“A voice of awful Answer, scarce discern’d
From which to Aspiration whose return’d
They scarcely knew; as when some Man apart
Answers aloud the Question in his Heart—
‘The Sun of my Perfection is a Glass
Wherein from Seeing into Being pass
All who, reflecting as reflected see
Themselves in Me, and Me in Them; not Me,
But all of Me that a contracted Eye
Is comprehensive of Infinity:
Nor yet Themselves: no Selves, but of the All
Fractions, from which they split and whither fall,
As water lifted from the Deep, again
Falls back as individual Drops of Rain
Then melts into the Universal Main. …
Come you lost Atoms to your Center draw,
and be the Eternal Mirror that you saw:
Rays that have wander’d into Darkness wide
Return, and back into your Sun subside.’”
~Farid ud-Din Attar
Calling the sun perfect seems like opinion, but it isn’t. This is not a reference to the physical sun, but to the spiritual one. What this poet calls the “Sun of my Perfection,” is the Sun of Righteousness. It is perfect as all things of pure spirit are perfect. It is that sun which has awakened this poet and inspired his great work titled The Conference of the Birds.
Looking Glass in the Sun
When Attar says that this perfect sun is “a glass,” he means a looking glass or mirror. In what way is the sun a mirror? In two ways, actually.
The sun—both physical and spiritual—receives our thoughts, amplifies them, and sends them back toward Earth and the rest of the solar system. If the majority of us are sending negative, angry, violent thought toward the two suns, what they reflect back is much the same. This reflected thought results in storms, droughts, floods, earthquakes, and other signs of imbalance.
On the other hand, when we transmit thoughts of love, peace, and harmony, the suns reflect balance, live, and abundance to us.

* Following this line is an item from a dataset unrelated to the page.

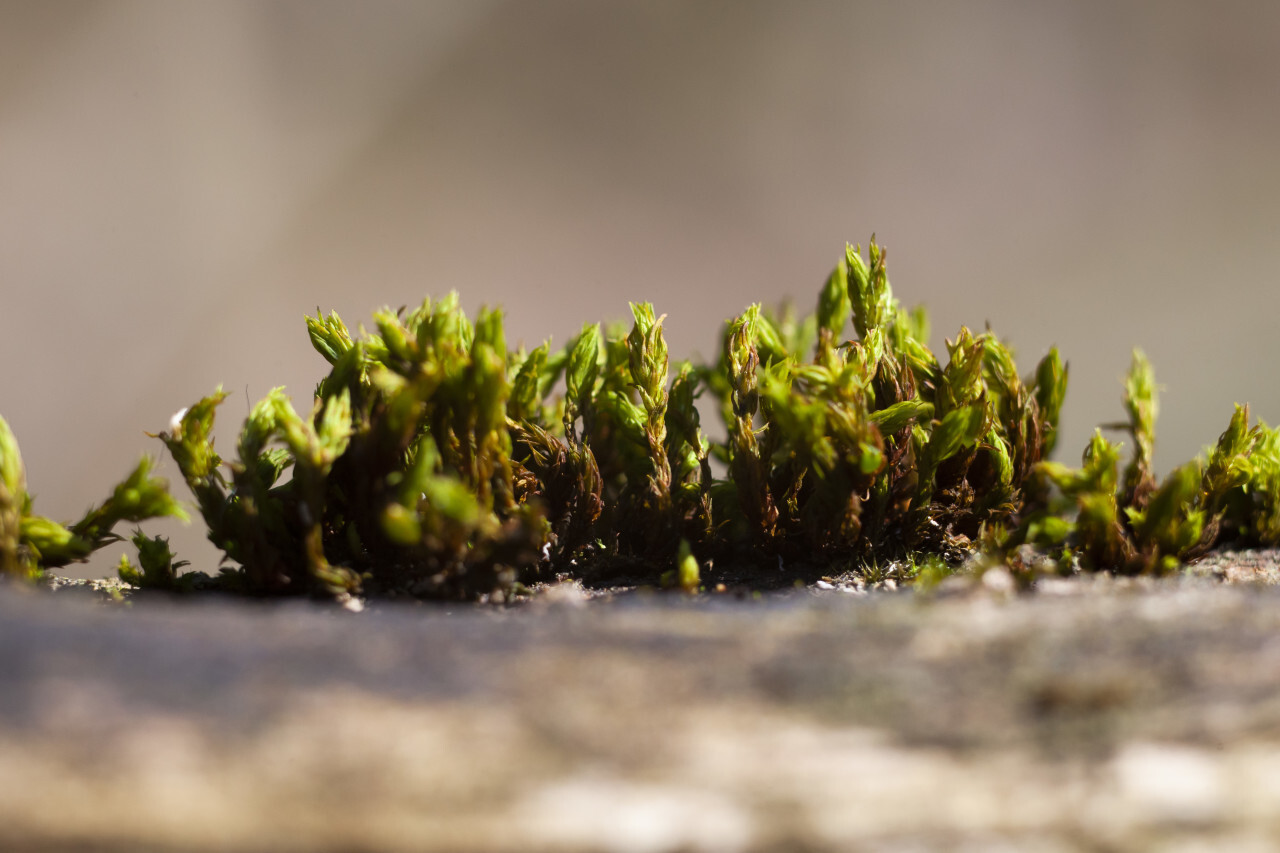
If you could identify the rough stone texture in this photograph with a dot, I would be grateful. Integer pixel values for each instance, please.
(1093, 715)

The second way in which the sun acts as a mirror applies almost exclusively to that spiritual sun, or perfect sun. When our spiritual faculties are awakened by the Light of that sun, we began to see ourselves with greater clarity. We see ourselves as we really are. We see ourselves as we are meant to be. So in a sense, this perfect sun reflects reality to us. The reality of the spiritual worlds which few see when trapped in the worlds of matter.
The drops that are as “water lifted from the Deep,” that fall back as individual drops of rain are the souls of me and women who have been awakened by the light of that perfect sun. When they go deeply within that sun, and then return, they become full realized individuals. Yet, the poet says, they melt into the “Universal Main.” This is not a contradiction. While some says that individuality is lost when you become universal, like an individual drop of rain that falls into the sea, it isn’t true. For the spiritually awakened, it is possible to become universal and still be an individual, just as the grains of sand on a beach remain individuals, yet still part of the beach.
When the poet mentions “lost atoms,” and “rays that have wander’d into darkness,” he is using allegory. The lost atom are us. So are the rays that have wandered away from the light and into darkness. Or more accurately, our ancestors many generations ago are the ones who wandered from the light. As the poet says, it is time for us to go back to the “center”. By that, he means we must return to our origins in spiritual worlds. We must transform ourselves and our world using the light from that perfect sun.